Dal sogno agli incubi. Durante la partita del Sei Nazioni 2012 contro la Francia, l’ala scozzese Rory Lamont si rompe una gamba: non ha ancora compiuto i 30 anni, ma la sua carriera si chiude ufficialmente lì perché non sarà più in grado di riprendersi. A marzo, intervistato dal Times, ha confidato l’altro lato della medaglia, quello più oscuro: «Il rugby è un’ottima maschera per nascondere le insicurezze. Indossi un giubbotto antiproiettile: sei parte di una squadra, tutti ti dicono che sei un grande. È una coperta e quando viene rimossa, ti ritrovi ad essere come un bambino, spaventato e solo». A gravare sullo stato d’animo le scorie dell’ultimo infortunio: due ulteriori operazioni dopo il ritiro che non sono riuscite a farlo guarire completamente. E ancora una serie di problemi allo stomaco che lo hanno costretto per mesi a nutrirsi soltanto di cibo liquido: per Lamont sono dipesi dall’uso di pastiglie e prodotti antidolorifici assunti in precedenza.
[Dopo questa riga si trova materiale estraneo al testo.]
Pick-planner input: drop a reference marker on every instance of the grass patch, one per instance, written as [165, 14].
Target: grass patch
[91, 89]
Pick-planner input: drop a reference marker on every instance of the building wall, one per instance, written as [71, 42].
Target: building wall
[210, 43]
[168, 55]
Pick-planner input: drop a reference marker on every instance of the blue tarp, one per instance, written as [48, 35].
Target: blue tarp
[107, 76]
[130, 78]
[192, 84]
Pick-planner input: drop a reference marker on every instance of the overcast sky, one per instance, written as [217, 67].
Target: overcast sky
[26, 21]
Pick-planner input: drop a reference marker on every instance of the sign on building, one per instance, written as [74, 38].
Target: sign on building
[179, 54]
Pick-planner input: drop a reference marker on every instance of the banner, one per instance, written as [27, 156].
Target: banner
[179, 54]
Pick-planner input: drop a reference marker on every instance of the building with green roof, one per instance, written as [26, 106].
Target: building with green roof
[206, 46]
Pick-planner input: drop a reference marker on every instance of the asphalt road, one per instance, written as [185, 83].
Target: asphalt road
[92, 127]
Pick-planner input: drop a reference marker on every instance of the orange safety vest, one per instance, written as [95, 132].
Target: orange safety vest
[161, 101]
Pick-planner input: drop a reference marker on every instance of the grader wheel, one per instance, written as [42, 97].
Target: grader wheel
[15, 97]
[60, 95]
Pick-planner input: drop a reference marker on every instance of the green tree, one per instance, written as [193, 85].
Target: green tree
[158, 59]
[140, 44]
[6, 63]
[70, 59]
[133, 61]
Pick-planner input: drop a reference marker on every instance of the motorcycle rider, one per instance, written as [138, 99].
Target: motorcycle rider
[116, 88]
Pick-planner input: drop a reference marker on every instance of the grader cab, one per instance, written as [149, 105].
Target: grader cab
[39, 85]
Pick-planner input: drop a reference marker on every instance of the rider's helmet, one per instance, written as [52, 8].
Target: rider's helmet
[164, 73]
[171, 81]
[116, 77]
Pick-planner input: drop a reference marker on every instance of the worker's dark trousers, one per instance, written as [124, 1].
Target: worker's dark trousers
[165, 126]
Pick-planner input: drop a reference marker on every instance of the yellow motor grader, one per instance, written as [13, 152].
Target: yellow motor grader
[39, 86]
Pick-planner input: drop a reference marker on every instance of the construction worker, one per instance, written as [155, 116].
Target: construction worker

Visto però che il rugby è sì sport di collisione, ma contemporaneamente di sostegno, l’aiuto può arrivare dall’interno. John Henry Carter ha giocato per Northampton e Sale, collezionando cinque operazioni. L’addio al professionismo è giunto presto e si è così dedicato agli studi in psicologia ad Oxford, dove è divenuto uno dei capitani più famosi della squadra di rugby dell’università – merito anche della folta chioma e della lunga barba. La tesi di laurea ispirata da Peter Pan era incentrata sui passaggi traumatici dallo sport alla vita comune, dall’Isola che non c’è dove si rimane ragazzini al dover diventare adulti: accettare la realtà, la perdita di ciò che è stato e affrontare sensazioni negative è essenziale, ha raccomandato il dottor Carter, transitato a sua volta per i meandri stretti della depressione. Adesso collabora con la Professional Rugby Player Association per dare una mano agli ex colleghi. Da eroi a zero e ripartenza.